We do not subscribe to the view that the only way to prove the profession of a person must be by production of certificates and that the only way of proving earning is equally the production of documents. That kind of stand would do a lot of injustice to very many Kenyans who are even illiterate, keep no records and yet earn their livelihood in various ways. If documentary evidence is available, that is well and good. But we reject any contention that only documentary evidence can prove these things.

21.      On the same issue of proof, the Court of Appeal in Theta Tea Company Ltd & Another v Florence Njau Njambi NRB CA Civil Appeal No. 64 of 2000[2002]eKLR expressed the view that;

[W]here it is proved that a claimant was dependent on a deceased party but the amount of dependency is not quantifiable, that does not necessarily mean that the claim must fail.  If that be so, a lot of Kenyans would be denied substantial justice, taking into account out level of literacy and such like factors.

22.      This was a proper case for the court to have awarded a global sum in view of the age of the deceased and the scanty evidence provided by the respondent.  In this regard I adopt the reasoning by Ringera J., in Mwanzia v Ngalali Mutua and Kenya Bus Services (Msa) Ltd & Another  quoted by Koome J., in Albert Odawa v Gichimu Gichenji NKU HCCA No. 15 of 2003[2007] eKLR where he expressed  the following view;

The multiplier approach is just a method of assessing damages.  It is not a principle of law or a dogma.  It can, and must be abandoned, where the facts do not facilitate its application.  It is plain that it is a useful and practical method where factors such as the age of the deceased, the amount of annual or monthly dependancy, and the expected length of the dependancy are known or are knowable without undue speculation where that is not possible, to insist on the multiplier approach would be to sacrifice justice on the altar of methodology, something a Court of Justice should never do.

23.      The same principle was adopted by Nambuye J., in Mary Khayesi Awalo & Another v Mwilu Malungu & Another ELD HCCC No. 19 of 1997 [1999] eKLR where she stated as follows:

As regards the income of the deceased there are no bank statements showing his earnings.
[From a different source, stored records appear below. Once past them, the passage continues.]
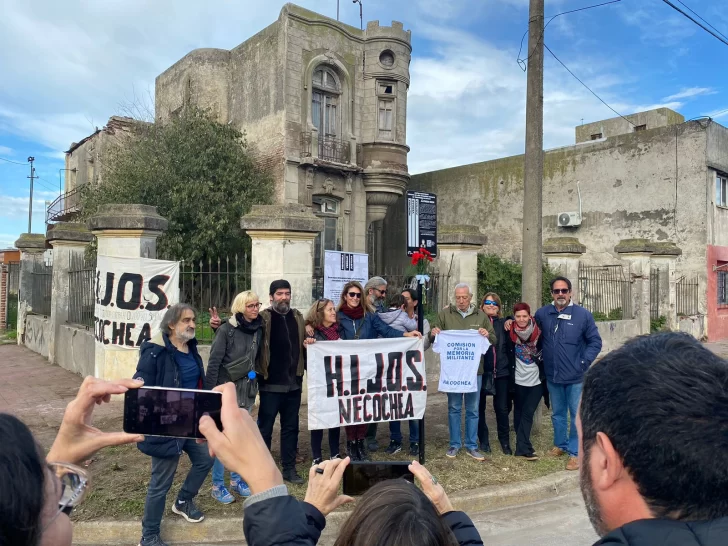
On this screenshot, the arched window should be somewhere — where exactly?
[311,66,341,137]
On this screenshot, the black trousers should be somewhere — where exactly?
[478,376,512,447]
[258,389,301,470]
[513,384,543,456]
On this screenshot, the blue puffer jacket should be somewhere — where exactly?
[134,333,205,459]
[336,311,404,339]
[536,303,602,385]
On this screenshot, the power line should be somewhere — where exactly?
[662,0,728,45]
[543,43,635,127]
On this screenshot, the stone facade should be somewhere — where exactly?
[155,4,412,273]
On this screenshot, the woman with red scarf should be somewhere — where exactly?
[510,303,543,461]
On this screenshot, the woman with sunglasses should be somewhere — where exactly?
[205,290,263,504]
[478,292,514,455]
[303,298,341,466]
[0,377,144,546]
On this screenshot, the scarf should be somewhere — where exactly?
[316,323,340,341]
[339,302,364,320]
[511,318,541,364]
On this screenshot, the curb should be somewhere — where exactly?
[73,471,579,546]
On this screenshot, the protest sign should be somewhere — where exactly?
[307,337,427,430]
[94,256,179,349]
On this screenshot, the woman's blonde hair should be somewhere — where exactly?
[336,281,376,314]
[230,290,260,315]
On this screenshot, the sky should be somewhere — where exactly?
[0,0,728,248]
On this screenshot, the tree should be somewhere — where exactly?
[81,107,273,260]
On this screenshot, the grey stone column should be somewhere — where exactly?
[46,222,93,364]
[15,233,46,345]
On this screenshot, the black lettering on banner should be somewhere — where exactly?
[405,351,425,392]
[324,355,344,398]
[146,275,170,311]
[116,273,144,311]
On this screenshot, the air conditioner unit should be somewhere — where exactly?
[559,212,581,227]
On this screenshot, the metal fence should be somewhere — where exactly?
[30,259,53,316]
[579,263,634,321]
[675,276,700,317]
[68,253,96,328]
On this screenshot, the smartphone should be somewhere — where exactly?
[344,461,415,496]
[124,387,222,439]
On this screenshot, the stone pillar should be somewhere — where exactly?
[46,222,93,364]
[437,224,487,303]
[88,205,167,380]
[240,204,324,313]
[614,239,655,334]
[543,237,586,302]
[651,241,682,331]
[15,233,46,345]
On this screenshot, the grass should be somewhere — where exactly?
[65,395,566,521]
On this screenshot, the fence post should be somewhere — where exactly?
[15,233,46,345]
[88,204,168,379]
[651,242,682,331]
[614,239,655,334]
[46,222,93,364]
[437,224,488,305]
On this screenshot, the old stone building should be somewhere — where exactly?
[155,4,412,273]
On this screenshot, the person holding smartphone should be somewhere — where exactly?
[134,303,214,546]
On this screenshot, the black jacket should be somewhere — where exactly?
[134,333,205,458]
[594,517,728,546]
[243,495,483,546]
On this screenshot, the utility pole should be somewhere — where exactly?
[521,0,544,312]
[28,157,36,233]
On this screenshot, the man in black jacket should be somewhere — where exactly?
[577,332,728,546]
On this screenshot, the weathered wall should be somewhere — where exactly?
[24,315,51,358]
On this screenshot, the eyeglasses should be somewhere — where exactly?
[43,463,89,531]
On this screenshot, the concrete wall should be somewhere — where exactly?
[24,315,51,358]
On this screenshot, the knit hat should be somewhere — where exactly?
[270,279,291,296]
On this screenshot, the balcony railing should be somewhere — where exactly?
[301,133,351,163]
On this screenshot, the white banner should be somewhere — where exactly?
[324,250,369,303]
[94,256,179,349]
[307,337,427,430]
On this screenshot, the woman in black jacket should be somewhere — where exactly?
[478,292,513,455]
[205,290,263,504]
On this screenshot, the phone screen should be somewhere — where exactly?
[344,461,415,496]
[124,387,222,438]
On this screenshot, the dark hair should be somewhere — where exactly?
[334,480,458,546]
[580,332,728,520]
[0,413,46,546]
[549,277,571,292]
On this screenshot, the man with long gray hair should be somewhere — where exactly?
[134,303,214,546]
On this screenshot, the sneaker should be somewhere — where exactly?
[468,449,485,461]
[230,480,251,497]
[210,485,235,504]
[172,499,205,523]
[139,535,169,546]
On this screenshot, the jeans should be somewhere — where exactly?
[389,419,420,444]
[142,440,213,539]
[258,389,301,471]
[548,381,582,457]
[447,375,483,450]
[478,376,512,448]
[513,384,543,456]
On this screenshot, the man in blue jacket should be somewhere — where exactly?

Both counsels have made an estimate of the same using no figures. In the courts opinion that will be mere conjuncture. It is better to opt for the principle of a lumpsum award instead of estimating his income in the absence of proper accounting books.

24.      Further difficulty in assessing the dependency is the fact that the respondent did not provide the full particulars of the children and their ages to enable the court calculate an appropriate multiplier. I therefore find and hold that the multiplier approach was wholly inappropriate in the circumstances. Taking the aforesaid principles into account, I would award the respondent a global sum of Kshs. 500,000.00 for loss of dependency.

25.      The appeal is allowed only to the extent that the award for loss of dependency is set aside and substituted with an award of Kshs. 500,000/-.  The amount shall accrue interest at court rates from the date of judgment in the subordinate court.

26.      The appellant shall have 1/3 of the costs of the appeal.

DATED and DELIVERED at MIGORI this 14th day of May 2015.

D.S. MAJANJA

JUDGE

Mr Otara instructed by Mose, Mose & Millimo Advocates for the appellant.

Mr Abisai instructed by Abisai & Company Advocates for the respondent.